Il poussa un long souffle, son expression se détendit tandis qu'il pensait : « Maintenant, je peux me concentrer sur la percée au cinquième niveau de Mage... »
Traversant couche après couche de points de contrôle, Rhett et son équipe regagnèrent le camp.
À l'entrée de la Sous-Forteresse n°1, Tuck, Rila, Celine, Tader, Kurs et Maccaf entourèrent Rhett. Leurs visages portaient les marques de l'épuisement, de la peur résiduelle... et du soulagement et de la joie d'avoir survécu à la guerre !
Tout le monde n'avait pas la capacité de Rhett à prévoir l'avenir. Face à cette bataille, beaucoup avaient caressé la crainte de la mort, refoulant ces émotions jusqu'à la fin où ils purent enfin les libérer.
Rhett, lui aussi, ressentit un mélange d'émotions et parla avec un soulagement feint : « Ce n'était pas facile, mais nous avons tous traversé cette guerre en vie.
Après avoir enduré le feu de la bataille, je suis sûr que chacun a gagné quelque chose d'extraordinaire.

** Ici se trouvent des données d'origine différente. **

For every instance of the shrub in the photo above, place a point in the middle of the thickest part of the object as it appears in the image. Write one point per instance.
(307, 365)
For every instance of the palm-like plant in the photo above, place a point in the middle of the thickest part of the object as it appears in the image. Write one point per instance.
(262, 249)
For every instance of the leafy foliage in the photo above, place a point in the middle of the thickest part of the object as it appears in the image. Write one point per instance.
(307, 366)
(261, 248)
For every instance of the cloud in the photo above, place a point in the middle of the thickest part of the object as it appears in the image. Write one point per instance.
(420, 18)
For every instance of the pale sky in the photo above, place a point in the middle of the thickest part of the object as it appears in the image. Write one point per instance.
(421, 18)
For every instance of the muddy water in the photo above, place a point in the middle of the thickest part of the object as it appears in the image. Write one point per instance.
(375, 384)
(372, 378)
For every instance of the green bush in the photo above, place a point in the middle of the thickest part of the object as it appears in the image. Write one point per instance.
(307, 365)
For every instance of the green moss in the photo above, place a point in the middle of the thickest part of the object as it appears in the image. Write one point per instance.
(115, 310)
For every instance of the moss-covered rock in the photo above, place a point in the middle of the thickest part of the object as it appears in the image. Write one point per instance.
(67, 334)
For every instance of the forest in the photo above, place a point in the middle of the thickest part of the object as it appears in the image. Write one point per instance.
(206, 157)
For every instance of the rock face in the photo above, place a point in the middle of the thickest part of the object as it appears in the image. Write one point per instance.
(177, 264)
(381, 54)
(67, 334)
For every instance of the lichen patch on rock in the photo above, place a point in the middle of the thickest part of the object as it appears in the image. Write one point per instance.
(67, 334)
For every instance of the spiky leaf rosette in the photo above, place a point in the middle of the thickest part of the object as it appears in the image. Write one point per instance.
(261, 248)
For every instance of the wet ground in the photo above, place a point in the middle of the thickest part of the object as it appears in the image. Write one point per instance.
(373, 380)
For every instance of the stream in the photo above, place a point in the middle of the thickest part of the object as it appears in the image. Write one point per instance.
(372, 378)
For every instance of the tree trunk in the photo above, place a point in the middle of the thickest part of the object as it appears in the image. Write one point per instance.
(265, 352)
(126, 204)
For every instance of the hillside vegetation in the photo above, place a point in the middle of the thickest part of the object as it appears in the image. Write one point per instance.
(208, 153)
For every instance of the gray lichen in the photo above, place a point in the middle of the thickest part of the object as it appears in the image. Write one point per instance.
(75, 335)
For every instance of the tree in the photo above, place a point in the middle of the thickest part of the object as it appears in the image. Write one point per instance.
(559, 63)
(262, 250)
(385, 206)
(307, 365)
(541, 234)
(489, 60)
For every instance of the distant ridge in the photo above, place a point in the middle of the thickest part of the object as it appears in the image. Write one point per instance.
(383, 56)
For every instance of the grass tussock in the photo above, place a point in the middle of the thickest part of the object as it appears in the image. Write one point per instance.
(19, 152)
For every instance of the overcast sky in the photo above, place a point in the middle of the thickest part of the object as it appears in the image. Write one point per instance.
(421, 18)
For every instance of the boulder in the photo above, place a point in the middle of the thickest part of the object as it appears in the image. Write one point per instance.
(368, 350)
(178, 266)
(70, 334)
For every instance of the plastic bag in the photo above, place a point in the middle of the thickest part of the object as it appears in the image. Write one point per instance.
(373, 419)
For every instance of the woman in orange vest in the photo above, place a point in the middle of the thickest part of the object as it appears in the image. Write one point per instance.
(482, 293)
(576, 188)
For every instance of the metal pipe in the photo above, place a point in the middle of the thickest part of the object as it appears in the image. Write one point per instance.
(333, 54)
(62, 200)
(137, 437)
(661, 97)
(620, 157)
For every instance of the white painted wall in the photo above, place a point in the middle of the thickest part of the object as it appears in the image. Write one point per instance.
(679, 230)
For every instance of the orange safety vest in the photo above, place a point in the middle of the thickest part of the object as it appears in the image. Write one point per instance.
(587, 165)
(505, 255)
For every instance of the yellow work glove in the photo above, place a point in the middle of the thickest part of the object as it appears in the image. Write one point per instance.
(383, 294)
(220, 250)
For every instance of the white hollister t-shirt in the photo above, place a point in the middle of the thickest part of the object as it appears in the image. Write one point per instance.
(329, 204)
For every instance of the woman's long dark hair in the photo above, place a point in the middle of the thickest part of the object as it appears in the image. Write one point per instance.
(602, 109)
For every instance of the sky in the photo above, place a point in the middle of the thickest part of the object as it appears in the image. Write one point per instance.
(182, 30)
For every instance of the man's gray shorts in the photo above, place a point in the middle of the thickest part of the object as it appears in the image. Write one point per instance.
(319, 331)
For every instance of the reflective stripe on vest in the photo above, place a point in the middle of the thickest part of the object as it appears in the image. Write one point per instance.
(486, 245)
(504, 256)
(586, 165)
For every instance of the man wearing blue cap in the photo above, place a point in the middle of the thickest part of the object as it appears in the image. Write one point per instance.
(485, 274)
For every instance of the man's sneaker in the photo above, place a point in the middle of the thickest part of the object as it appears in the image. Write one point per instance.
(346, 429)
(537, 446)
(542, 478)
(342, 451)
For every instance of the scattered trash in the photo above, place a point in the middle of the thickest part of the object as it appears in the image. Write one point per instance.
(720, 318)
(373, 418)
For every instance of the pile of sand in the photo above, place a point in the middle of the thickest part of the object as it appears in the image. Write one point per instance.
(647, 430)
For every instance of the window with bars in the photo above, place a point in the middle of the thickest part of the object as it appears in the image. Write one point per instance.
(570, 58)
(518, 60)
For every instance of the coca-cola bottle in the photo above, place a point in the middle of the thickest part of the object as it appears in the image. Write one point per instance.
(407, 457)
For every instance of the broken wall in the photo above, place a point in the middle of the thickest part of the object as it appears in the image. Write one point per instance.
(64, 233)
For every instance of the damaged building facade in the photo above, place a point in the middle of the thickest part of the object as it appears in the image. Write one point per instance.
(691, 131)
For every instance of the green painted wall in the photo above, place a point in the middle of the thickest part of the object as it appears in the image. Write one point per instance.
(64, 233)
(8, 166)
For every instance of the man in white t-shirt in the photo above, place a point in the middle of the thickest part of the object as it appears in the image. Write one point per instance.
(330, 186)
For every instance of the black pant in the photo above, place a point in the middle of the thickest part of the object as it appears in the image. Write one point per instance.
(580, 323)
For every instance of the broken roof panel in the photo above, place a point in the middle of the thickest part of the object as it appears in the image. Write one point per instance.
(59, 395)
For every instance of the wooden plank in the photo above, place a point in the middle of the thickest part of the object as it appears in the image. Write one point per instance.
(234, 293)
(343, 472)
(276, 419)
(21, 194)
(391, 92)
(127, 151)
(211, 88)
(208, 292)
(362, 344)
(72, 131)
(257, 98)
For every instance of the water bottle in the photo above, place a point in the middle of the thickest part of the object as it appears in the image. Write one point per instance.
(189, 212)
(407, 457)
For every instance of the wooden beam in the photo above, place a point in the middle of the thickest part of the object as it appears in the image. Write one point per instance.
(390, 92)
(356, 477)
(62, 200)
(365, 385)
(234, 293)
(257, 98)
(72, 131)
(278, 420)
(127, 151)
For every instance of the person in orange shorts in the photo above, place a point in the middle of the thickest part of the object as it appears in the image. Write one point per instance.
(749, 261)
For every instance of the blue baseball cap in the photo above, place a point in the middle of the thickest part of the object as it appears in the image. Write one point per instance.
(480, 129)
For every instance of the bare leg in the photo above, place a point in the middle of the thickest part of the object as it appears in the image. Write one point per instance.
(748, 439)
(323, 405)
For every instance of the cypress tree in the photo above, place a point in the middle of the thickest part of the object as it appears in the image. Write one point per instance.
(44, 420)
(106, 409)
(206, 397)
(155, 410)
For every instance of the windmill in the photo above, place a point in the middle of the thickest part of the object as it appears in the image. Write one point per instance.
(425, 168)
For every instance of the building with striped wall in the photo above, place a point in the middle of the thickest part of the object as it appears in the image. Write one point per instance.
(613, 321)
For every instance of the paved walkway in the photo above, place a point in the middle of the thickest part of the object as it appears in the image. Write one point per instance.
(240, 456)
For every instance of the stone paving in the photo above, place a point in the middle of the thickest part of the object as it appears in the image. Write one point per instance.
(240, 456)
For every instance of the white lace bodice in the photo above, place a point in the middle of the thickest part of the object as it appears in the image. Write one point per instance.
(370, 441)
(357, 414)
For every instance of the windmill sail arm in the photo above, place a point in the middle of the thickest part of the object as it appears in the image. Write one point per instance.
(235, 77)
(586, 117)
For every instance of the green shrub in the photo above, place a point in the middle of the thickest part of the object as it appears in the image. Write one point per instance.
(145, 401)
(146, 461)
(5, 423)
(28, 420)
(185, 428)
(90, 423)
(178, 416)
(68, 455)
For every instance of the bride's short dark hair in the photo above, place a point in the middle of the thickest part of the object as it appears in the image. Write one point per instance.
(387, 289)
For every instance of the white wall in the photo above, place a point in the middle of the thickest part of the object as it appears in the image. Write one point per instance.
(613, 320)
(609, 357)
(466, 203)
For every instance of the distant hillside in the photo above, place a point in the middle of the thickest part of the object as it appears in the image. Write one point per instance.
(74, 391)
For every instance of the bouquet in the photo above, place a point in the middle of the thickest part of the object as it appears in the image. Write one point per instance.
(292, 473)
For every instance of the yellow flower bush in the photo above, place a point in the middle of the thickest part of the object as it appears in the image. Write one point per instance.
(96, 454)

D'après l'expérience passée, les deux armées mettront probablement du temps à récupérer maintenant, et en dehors des patrouilles de routine, nous ne devrions pas voir un autre conflit majeur de sitôt. »
En entendant cela, tous se détendirent visiblement.
« Commandant, selon vous, combien de temps cette guerre va-t-elle encore durer ? » demanda Tader.
Rila et Taylor se redressèrent, impatients d'entendre la réponse — ils regrettaient leur foyer et leur nouveau-né.
« Hmm, peut-être un mois ? » répondit Rhett incertain, puis agita la main en disant : « Bon, profitez de ce rare moment de détente après la bataille. Allez vous reposer. »
Celine, jouant avec une mèche de cheveux orange près de son oreille droite, sourit avec une pointe de joie et dit légèrement : « J'ai l'impression que cette bataille m'a beaucoup aidée. Dans quelques années, je pourrais peut-être franchir le seuil de chevalier de niveau trois. »
Rhett leva les sourcils, surpris, et sourit. « C'est une excellente nouvelle. J'espère que tu atteindras cette étape bientôt ! »
Après avoir congédié le groupe, Rhett regagna la caserne avec Tuck, Rila et Maccaf.